Geheimsache AfD: Berlin schweigt bis zur Vereidigung des neuen Senats

Zwei Tage vor der Wahl zum Berliner Abgeordnetenhaus bleibt eine brisante Frage unbeantwortet: Beobachtet der Landesverfassungsschutz die Berliner AfD? Die Innenverwaltung will darüber frühestens dann informieren, wenn die Regierungsbildung abgeschlossen ist. Das geht aus einer Antwort der Behörde auf eine Presseanfrage hervor, über die zuerst berichtet wurde.
Neutralitätspflicht endet nicht am Wahlabend
Die Begründung klingt sperrig, hat es aber in sich. Eine Sprecherin erklärte, man sei nach der Wahl bis zur Bildung einer Regierung daran gehindert, im Einzelfall über das Bestehen oder Nichtbestehen einer Beobachtungstätigkeit Auskunft zu geben.
Entscheidend ist also nicht die Schließung der Wahllokale. Nach Auffassung der Innenverwaltung müssen erst der neue Regierende Bürgermeister gewählt und vereidigt und auch die neuen Senatoren im Amt sein. Erst dann sei eine öffentliche Mitteilung grundsätzlich zulässig.
Die Behörde beruft sich dabei auf ein Urteil des Bundesverfassungsgerichts aus dem Jahr 2022. Anlass waren damals Äußerungen der früheren Bundeskanzlerin Angela Merkel zur Wahl des FDP-Politikers Thomas Kemmerich zum Thüringer Ministerpräsidenten, die mit AfD-Stimmen zustande gekommen war.

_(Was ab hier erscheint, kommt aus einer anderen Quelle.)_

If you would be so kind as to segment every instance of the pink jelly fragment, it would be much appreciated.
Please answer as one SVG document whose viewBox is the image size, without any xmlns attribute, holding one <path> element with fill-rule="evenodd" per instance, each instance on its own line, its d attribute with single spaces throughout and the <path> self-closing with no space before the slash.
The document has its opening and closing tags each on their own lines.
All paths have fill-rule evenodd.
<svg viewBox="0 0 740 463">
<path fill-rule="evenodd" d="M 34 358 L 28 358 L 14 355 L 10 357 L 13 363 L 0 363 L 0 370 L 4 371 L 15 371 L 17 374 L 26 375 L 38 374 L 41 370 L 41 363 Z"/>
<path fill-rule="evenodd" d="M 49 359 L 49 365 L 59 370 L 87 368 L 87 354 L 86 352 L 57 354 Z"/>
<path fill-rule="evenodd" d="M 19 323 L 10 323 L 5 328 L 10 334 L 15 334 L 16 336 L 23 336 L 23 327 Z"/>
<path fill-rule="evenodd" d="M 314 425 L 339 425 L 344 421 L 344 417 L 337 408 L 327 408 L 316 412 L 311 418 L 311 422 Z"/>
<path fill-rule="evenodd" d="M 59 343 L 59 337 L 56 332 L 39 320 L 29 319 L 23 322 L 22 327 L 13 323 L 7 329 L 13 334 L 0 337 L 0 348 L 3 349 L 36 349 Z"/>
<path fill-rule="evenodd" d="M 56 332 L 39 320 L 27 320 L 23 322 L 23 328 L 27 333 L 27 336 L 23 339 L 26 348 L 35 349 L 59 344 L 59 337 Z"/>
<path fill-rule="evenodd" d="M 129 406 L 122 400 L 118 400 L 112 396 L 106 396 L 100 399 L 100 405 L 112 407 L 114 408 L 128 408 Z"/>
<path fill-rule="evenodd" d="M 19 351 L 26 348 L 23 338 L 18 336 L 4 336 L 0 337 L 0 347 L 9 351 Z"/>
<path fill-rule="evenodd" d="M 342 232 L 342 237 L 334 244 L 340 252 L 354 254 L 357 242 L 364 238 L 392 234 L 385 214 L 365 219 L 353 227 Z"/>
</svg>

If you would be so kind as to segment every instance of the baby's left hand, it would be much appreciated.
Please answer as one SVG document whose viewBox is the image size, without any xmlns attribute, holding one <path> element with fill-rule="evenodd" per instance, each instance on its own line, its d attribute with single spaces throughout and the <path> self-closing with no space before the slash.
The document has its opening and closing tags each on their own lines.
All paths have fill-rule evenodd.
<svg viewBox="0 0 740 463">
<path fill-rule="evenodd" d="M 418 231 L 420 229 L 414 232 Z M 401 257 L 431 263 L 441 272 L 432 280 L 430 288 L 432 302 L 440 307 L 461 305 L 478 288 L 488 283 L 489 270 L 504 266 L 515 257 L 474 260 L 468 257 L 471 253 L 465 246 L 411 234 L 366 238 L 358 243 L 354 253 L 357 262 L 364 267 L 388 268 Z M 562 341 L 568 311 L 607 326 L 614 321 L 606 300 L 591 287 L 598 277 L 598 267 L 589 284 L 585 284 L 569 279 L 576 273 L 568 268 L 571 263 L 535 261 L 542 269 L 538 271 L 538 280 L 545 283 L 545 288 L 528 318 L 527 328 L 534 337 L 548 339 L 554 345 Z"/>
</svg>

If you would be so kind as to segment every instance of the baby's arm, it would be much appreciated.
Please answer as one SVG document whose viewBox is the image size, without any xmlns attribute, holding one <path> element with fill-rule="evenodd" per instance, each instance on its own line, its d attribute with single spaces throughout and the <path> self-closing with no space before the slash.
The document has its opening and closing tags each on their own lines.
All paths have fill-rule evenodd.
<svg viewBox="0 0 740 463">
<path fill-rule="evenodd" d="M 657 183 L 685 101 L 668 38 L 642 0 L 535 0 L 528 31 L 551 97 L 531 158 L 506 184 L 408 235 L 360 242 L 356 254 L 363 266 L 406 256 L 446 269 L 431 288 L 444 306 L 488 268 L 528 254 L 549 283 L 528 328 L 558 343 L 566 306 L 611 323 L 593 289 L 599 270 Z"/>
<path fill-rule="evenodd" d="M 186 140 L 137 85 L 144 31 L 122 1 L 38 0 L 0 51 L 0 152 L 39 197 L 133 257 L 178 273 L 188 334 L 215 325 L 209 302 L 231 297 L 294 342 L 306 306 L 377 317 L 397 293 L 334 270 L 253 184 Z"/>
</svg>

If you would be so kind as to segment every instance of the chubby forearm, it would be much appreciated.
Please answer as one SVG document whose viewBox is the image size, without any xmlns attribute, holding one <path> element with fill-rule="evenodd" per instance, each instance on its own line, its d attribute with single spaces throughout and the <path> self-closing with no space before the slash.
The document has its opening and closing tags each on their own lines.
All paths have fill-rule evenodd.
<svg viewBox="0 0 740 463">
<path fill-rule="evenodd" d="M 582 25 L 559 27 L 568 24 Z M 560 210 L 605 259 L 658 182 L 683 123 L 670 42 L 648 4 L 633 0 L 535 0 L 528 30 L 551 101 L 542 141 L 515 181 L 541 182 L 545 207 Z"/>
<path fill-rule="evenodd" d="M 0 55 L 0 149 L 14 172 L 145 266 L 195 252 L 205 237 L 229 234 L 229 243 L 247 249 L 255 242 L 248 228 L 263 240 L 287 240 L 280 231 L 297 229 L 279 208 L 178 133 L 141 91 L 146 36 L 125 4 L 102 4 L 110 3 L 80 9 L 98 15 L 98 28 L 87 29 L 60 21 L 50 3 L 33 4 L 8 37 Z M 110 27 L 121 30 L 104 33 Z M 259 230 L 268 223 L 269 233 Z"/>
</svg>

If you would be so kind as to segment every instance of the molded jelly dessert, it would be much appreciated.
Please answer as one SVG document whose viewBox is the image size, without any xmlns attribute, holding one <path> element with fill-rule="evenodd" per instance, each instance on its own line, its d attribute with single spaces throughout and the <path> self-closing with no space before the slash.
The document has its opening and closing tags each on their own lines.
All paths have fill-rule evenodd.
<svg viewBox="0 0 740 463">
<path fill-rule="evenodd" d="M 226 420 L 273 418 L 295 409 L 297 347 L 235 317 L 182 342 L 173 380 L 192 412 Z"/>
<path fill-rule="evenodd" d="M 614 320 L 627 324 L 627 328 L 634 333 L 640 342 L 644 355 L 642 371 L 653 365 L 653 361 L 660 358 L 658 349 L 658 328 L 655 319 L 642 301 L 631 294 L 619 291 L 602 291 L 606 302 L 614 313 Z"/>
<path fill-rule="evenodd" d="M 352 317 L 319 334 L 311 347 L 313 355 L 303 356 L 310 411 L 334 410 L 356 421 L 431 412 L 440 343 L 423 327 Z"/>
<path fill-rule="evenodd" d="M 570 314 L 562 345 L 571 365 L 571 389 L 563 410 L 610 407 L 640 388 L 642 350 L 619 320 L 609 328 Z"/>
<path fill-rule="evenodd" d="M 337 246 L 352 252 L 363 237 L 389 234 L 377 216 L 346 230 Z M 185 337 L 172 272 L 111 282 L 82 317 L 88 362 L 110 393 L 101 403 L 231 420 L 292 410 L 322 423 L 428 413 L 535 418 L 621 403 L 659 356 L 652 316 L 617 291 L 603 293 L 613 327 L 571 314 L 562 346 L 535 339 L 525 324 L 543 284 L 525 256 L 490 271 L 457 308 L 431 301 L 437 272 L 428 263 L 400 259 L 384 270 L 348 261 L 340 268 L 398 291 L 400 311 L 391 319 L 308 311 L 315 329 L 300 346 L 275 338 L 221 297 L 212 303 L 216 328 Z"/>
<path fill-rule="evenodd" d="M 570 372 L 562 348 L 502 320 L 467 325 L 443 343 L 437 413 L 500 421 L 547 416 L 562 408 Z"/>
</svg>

Merkel hatte von einem „schlechten Tag für die Demokratie“ gesprochen und erklärt, das Ergebnis müsse „rückgängig“ gemacht werden.
„Der Prozess der politischen Willensbildung ist nicht auf den Wahlkampf beschränkt, sondern findet fortlaufend statt.“
So formulierte es Karlsruhe seinerzeit. Der Staat müsse also auch zwischen den Wahlen neutral bleiben – ein Satz, den sich manch amtierender Politiker gelegentlich in Erinnerung rufen dürfte.
Neues Gesetz, neue Macht – und ein heikles Timing
Brisant wird der Fall durch eine schwarz-rote Gesetzesnovelle. Seit dem 1. September darf der Berliner Verfassungsschutz die Öffentlichkeit nicht mehr nur über gesichert extremistische Gruppen unterrichten, sondern bereits über Verdachtsfälle – nach Paragraf 10 des novellierten Gesetzes dann, wenn „hinreichend gewichtige tatsächliche Anhaltspunkte“ vorliegen.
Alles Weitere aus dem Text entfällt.